The effect of traveling magnetic field (TMF) on heat and mass transfer during the 4" Ga:Ge semiconductor single crystal growth by the Axial Heat Processing technique has been studied numerically. The heat and mass transfer processes in the composite multiphase system consisting of crystal, melt, crucible, and submerged heater were analyzed in an axisymmetric unsteady formulation, with the instantaneous position and shape of the crystallization front being unknown and determined during the simulation. The influence of the TMF is accounted for through an analytically defined Lorentz force applied for the case of electrically insulating boundaries.

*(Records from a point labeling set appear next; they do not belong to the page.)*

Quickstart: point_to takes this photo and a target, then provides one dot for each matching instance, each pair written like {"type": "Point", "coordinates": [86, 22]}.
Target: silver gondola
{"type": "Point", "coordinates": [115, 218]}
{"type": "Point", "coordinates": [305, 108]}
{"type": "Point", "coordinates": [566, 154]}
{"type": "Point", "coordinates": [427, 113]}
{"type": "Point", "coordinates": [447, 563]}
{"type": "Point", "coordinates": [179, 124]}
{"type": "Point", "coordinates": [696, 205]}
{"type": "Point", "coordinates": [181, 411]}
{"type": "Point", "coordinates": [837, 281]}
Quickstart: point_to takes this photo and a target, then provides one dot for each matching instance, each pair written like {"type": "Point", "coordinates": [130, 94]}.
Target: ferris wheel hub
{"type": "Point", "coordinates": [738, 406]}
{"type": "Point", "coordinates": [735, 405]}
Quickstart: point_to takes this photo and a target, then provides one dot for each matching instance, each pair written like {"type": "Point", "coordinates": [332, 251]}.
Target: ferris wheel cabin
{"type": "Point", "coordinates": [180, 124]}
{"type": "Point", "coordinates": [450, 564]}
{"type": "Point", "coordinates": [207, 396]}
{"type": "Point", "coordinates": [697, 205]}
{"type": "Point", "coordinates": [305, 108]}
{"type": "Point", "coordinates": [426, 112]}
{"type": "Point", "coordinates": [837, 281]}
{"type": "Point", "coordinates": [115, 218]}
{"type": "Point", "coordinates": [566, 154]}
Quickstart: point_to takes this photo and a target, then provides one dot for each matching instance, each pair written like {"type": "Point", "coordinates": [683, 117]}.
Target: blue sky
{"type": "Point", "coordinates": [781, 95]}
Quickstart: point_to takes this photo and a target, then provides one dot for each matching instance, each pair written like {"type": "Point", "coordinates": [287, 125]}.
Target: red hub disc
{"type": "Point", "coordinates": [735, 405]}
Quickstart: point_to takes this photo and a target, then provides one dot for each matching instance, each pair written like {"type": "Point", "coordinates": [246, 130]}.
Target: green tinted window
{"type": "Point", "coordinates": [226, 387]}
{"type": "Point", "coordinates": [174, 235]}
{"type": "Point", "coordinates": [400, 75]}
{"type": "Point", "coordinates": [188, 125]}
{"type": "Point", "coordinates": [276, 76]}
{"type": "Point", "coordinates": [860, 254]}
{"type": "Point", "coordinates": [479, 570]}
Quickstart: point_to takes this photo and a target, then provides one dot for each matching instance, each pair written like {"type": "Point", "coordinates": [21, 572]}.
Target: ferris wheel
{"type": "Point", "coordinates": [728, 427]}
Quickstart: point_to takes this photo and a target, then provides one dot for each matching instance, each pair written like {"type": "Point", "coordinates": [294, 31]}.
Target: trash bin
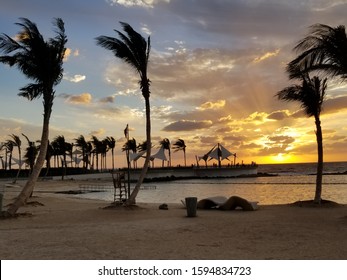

The flow patterns and dopant distribution in the melt and crystal were determined for various temperature profiles applied to the submerged heater, axial temperature gradients, and at different directions and induction values of the applied TMF. It was found that the temperature boundary conditions applied to the submerged heater significantly affect mass transfer in the melt and, consequently, dopant segregation in the grown crystal. The downward TMF improves the axial and radial dopant homogeneity in the grown crystal. Within a certain range of intensities, the TMF reduced the intensity of flow driven by the radial temperature gradient at the submerged heater and the curvature of the crystallization front. Moreover, the positive effect of the TMF increased with higher growth rates. In the investigated configuration, a fourfold reduction in radial dopant segregation was achieved under stringent growth conditions by expanding the convective dopant transfer zone toward the symmetry axis through the TMF, thereby eliminating the accumulation of dopant concentration in this region.